It was last spring that Chris Buchignani started a recurring Town & Gown Magazine on the theme of cultural conservation. Chris asked me to contribute this month on Arts Fest. Here’s a bit of that, which appears in full at Town & Gown:
We celebrate Arts Fest because it’s a form of living nostalgia. In the midst of our togetherness in one of America’s happiest places, and in getting away from the sort daily life that so often isolates rather than unites us, we encounter bits of our past that we love. Arts Fest is like an invitation to consciously recognize the things we miss, and bring them back into our daily lives.
On your trip back for Arts Fest this (or any) year, make time to encounter or reacquaint yourself with these things. Visit and learn the story of Old Willow as you cross Old Main lawn. Carve out a few hours for an early morning hike up Mount Nittany. Buy the button. Sleep in a dorm. A slower pace offers the chance to fondly remember all that’s changed and cherish how much yet remains.

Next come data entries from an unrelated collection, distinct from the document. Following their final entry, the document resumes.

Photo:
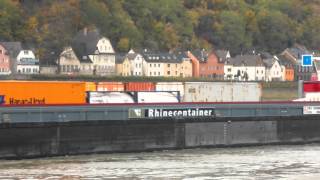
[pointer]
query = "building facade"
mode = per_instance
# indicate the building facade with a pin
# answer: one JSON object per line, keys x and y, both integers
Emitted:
{"x": 27, "y": 63}
{"x": 4, "y": 61}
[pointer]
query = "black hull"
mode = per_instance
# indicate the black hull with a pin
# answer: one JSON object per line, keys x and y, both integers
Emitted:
{"x": 28, "y": 140}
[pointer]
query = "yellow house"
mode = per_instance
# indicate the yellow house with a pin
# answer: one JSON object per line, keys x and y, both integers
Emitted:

In this light, Arts Fest is “itself a work of art” as former Penn State Trustee Ben Novak writes. “In order to enjoy the festival itself as art,” he continues, “one needs but a quiet time of recollection and a good tankard of ale. Then one can summon up again the best of the sights and sounds and smells and tastes and feelings of the festival week. One can savor each one, turning it over carefully in one’s mind, converting what might have been only a momentary thrill into a lasting impression. After all, isn’t that what art is—the converting of something momentary, like a fleeting smile on a woman’s face, into something lasting, like the Mona Lisa?”
This year during Arts Fest, no matter how fleeting or lasting your time, try to consciously recognize the sort of people, places, and experiences that make you happiest, and bring them with you when you leave. You might find a new spirit, itself like a work of art, animating your daily life.